The TensorFlow framework is used to generate the models for every prediction. Input data for the learning phase comes from various sources and all are available under a permissive license. Citybik.es is used to get snapshots of all Citybike Vienna stations in a regular interval. It provides the current free bikes and empty boxes for each station of the network. More than 400 cities are already integrated into the free Citybik.es API.
Soon we noticed that the overall rentals are highly influenced by the local weather conditions. ZAMG, the national meteorological service of Austria, provides a low number of stations under a Creative Commons license. The 21 available stations are only sufficient to get a broad overview, but not enough for fine-tunes models. SharedMobility.ai has been lucky to only provide predictions for Vienna, where two weather stations are included in the ZAMG dataset.
Matters were complicated further by the missing history of ZAMG’s open data stations. The official CSV only includes live data for the last hour, but not any historical data points. Fortunately someone saw this problem and created a scraper for the ZAMG data: AT-Wetter.tk imports the hourly snapshots into a structured database. The database is available for free under Creative Commons and we could extract all required meteorological data points for the past. We import the weather data into our own database table „smai_weather“ and merge it together into our freely available TensorFlow datasets.
To be clear: Without the voluntary work of the creator of AT-Wetter.tk our TensorFlow models would be extremely distorted!

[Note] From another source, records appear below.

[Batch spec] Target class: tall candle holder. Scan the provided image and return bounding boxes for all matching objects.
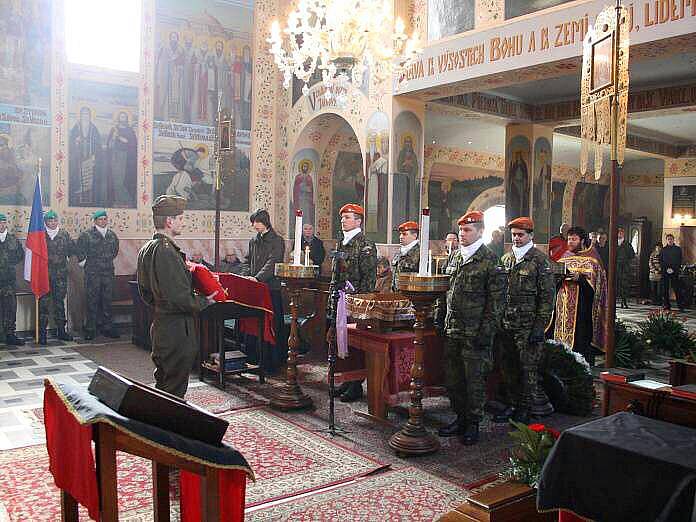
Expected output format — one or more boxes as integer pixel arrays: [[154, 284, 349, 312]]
[[269, 263, 319, 411], [389, 273, 449, 455]]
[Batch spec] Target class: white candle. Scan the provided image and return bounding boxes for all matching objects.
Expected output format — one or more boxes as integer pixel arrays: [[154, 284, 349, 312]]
[[418, 208, 430, 276], [292, 209, 302, 265]]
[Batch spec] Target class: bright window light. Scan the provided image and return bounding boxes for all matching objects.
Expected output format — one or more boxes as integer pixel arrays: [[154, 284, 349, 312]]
[[65, 0, 141, 72], [483, 205, 505, 243]]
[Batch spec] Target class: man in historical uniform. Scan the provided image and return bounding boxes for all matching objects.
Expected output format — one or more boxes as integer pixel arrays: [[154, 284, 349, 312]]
[[137, 196, 209, 397], [0, 214, 24, 346], [327, 203, 377, 402], [39, 210, 76, 345], [239, 209, 288, 370], [553, 227, 607, 366], [499, 217, 554, 423], [616, 227, 636, 308], [392, 217, 420, 292], [77, 210, 120, 340], [435, 210, 505, 445]]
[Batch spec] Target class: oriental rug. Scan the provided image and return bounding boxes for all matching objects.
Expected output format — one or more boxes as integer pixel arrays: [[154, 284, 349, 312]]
[[221, 408, 385, 507], [245, 467, 467, 522]]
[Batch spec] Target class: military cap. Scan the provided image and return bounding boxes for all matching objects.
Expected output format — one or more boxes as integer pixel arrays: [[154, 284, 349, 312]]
[[457, 210, 483, 225], [152, 194, 186, 217], [399, 221, 420, 232], [338, 203, 365, 216], [508, 216, 534, 232]]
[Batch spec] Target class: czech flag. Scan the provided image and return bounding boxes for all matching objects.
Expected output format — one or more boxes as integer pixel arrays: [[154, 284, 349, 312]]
[[24, 176, 50, 298]]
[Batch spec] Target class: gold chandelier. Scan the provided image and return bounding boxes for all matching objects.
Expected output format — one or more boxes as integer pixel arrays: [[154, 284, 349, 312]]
[[267, 0, 421, 103]]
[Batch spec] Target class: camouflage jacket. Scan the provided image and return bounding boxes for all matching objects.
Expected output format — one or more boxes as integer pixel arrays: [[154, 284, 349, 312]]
[[328, 232, 377, 318], [137, 234, 207, 315], [392, 245, 420, 292], [77, 227, 118, 274], [501, 247, 555, 340], [435, 245, 505, 343], [0, 232, 24, 288], [46, 230, 76, 279]]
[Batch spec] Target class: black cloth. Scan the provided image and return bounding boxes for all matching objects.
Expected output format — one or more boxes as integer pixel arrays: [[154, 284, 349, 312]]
[[537, 412, 696, 522], [54, 382, 253, 476], [302, 236, 326, 266]]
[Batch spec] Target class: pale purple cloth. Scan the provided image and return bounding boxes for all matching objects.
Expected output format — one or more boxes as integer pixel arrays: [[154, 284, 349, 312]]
[[336, 281, 355, 359]]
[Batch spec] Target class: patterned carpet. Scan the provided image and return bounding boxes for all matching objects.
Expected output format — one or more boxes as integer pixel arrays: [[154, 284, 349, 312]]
[[246, 467, 466, 522]]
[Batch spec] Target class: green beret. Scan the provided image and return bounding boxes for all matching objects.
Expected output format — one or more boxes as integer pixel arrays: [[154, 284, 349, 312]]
[[152, 194, 186, 217]]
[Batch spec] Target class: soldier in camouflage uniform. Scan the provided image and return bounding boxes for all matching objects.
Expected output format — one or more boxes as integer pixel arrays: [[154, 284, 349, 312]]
[[392, 221, 420, 292], [500, 217, 555, 423], [39, 210, 75, 345], [137, 196, 210, 397], [77, 210, 120, 340], [0, 214, 24, 346], [435, 210, 505, 445], [327, 203, 377, 402]]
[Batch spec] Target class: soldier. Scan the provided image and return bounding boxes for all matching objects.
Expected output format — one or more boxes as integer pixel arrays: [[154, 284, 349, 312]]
[[77, 210, 120, 340], [137, 195, 212, 397], [328, 203, 377, 402], [435, 210, 504, 446], [39, 210, 75, 345], [500, 217, 554, 424], [392, 221, 420, 292], [0, 214, 24, 346]]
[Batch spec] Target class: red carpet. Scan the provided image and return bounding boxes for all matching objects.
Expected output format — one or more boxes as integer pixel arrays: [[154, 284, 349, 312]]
[[245, 468, 467, 522]]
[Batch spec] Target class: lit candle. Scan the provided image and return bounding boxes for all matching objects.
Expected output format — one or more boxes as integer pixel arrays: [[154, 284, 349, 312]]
[[418, 208, 430, 276], [292, 209, 302, 265]]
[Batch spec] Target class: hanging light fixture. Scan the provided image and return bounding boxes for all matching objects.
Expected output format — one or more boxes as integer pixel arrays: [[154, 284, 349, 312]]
[[268, 0, 421, 105]]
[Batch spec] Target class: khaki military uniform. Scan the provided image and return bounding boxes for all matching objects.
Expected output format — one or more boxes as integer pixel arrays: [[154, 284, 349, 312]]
[[77, 227, 119, 336], [39, 230, 76, 331], [0, 232, 24, 335], [436, 245, 505, 423], [499, 247, 555, 411], [392, 244, 420, 292], [137, 233, 207, 397]]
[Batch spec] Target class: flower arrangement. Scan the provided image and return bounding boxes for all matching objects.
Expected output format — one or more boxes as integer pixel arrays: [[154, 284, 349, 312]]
[[503, 421, 560, 488]]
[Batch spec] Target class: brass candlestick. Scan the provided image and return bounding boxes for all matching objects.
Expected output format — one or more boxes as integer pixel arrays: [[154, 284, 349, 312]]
[[269, 263, 319, 411], [389, 273, 449, 455]]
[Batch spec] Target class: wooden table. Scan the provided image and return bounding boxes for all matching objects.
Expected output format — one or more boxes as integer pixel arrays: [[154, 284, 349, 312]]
[[343, 324, 445, 420], [602, 381, 696, 428]]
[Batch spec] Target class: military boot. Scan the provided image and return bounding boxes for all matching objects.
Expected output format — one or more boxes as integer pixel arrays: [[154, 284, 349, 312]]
[[56, 328, 73, 341], [459, 421, 478, 446], [5, 332, 24, 346], [437, 415, 466, 437]]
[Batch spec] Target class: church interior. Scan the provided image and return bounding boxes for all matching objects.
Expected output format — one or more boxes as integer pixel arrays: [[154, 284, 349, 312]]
[[0, 0, 696, 522]]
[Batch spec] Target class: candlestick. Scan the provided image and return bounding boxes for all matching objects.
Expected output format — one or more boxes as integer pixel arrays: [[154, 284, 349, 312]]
[[292, 209, 302, 265], [418, 208, 430, 276]]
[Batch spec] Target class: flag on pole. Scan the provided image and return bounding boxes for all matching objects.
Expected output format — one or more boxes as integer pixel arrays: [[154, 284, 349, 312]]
[[24, 172, 50, 298]]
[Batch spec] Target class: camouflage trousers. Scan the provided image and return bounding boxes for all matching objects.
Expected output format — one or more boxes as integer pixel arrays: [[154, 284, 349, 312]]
[[445, 337, 493, 422], [497, 328, 544, 409], [39, 277, 68, 330], [0, 288, 17, 334], [85, 272, 114, 334]]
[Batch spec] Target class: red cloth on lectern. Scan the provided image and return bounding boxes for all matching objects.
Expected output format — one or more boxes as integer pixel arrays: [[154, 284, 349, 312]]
[[186, 261, 227, 301], [179, 469, 246, 522], [44, 382, 99, 520], [218, 274, 275, 344]]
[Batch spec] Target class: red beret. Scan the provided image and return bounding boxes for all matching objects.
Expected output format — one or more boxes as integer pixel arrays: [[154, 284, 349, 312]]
[[457, 210, 483, 225], [399, 221, 420, 232], [508, 216, 534, 232], [338, 203, 365, 216]]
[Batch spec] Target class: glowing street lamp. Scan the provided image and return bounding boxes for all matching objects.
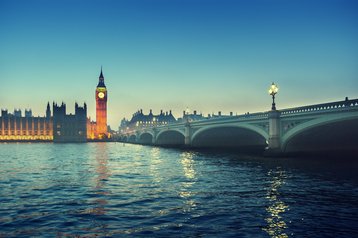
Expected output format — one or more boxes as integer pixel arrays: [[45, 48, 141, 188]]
[[269, 83, 278, 110]]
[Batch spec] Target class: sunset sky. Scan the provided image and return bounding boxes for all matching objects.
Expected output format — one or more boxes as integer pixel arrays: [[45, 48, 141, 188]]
[[0, 0, 358, 129]]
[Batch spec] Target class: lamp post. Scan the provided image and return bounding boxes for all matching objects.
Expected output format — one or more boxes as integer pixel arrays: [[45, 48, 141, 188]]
[[268, 83, 278, 110]]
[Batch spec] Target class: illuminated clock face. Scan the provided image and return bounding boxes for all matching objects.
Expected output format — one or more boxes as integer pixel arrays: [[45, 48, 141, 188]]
[[98, 92, 104, 98]]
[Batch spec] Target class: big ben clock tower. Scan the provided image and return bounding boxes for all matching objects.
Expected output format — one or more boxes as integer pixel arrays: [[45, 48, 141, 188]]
[[96, 67, 107, 139]]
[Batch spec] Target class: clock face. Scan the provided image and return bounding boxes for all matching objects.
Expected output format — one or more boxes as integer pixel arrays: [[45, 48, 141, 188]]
[[98, 92, 104, 98]]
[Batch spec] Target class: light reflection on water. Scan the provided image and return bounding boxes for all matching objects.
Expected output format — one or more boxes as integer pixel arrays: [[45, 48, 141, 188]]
[[263, 167, 288, 238], [0, 143, 358, 237]]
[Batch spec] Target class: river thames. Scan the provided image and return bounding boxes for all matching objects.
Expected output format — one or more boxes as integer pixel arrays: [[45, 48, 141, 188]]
[[0, 143, 358, 237]]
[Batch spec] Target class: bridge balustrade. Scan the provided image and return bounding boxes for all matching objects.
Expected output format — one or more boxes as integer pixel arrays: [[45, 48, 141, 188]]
[[280, 99, 358, 117]]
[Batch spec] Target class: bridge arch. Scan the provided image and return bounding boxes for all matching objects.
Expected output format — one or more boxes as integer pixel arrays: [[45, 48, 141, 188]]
[[138, 131, 154, 145], [127, 134, 137, 143], [191, 124, 268, 149], [281, 114, 358, 152], [155, 129, 185, 146]]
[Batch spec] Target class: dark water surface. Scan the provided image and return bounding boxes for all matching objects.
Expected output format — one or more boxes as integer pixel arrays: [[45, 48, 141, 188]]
[[0, 143, 358, 237]]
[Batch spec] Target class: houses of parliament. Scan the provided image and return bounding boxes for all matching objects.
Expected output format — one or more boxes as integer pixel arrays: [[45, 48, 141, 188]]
[[0, 69, 111, 142]]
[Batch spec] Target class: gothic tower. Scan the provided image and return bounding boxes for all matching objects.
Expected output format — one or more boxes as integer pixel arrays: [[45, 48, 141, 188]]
[[96, 67, 107, 139]]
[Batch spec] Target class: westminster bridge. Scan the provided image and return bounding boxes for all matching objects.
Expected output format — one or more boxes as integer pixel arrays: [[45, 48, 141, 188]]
[[119, 99, 358, 154]]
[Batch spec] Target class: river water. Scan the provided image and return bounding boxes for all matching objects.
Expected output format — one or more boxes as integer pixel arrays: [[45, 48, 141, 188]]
[[0, 143, 358, 237]]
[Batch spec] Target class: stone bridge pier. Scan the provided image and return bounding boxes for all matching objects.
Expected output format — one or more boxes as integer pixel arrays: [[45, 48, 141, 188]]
[[123, 99, 358, 156]]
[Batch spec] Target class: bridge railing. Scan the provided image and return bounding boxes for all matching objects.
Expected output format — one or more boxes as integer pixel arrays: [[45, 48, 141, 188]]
[[280, 99, 358, 116]]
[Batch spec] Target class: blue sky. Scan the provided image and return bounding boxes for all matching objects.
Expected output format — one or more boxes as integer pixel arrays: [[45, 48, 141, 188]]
[[0, 0, 358, 128]]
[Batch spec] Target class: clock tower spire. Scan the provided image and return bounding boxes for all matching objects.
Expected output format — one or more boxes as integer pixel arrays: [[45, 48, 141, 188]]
[[95, 67, 108, 139]]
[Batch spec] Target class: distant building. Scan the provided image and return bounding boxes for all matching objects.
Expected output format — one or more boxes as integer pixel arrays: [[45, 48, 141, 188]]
[[53, 103, 87, 142], [0, 103, 53, 141], [178, 111, 206, 122], [120, 109, 176, 130]]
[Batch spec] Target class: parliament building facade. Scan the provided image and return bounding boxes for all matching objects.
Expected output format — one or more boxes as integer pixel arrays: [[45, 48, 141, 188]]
[[0, 69, 110, 142]]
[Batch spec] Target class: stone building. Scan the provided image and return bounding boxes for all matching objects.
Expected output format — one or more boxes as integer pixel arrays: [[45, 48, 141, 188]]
[[0, 103, 53, 141], [53, 103, 87, 142]]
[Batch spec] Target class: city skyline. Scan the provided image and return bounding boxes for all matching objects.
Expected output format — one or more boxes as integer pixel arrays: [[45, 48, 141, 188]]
[[0, 0, 358, 129]]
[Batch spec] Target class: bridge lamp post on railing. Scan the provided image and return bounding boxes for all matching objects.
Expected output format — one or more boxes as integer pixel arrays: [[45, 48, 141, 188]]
[[269, 83, 278, 110]]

Having a history of weather conditions made our model by far more accurate. This is obvious since bike rentals drop sharp if it starts to rain or if it’s a cold day. Thanks to a happy coincidence we could use AT-Wetter.tk as data import and improve our models to a reasonable level.
We hope to get this long-ranged data directly from ZAMG and not from a third party. Not only our models are producing far more accurate predictions thanks to precise historical weather data: All AI and machine learning applications around urban mobility will profit from open meteorological data.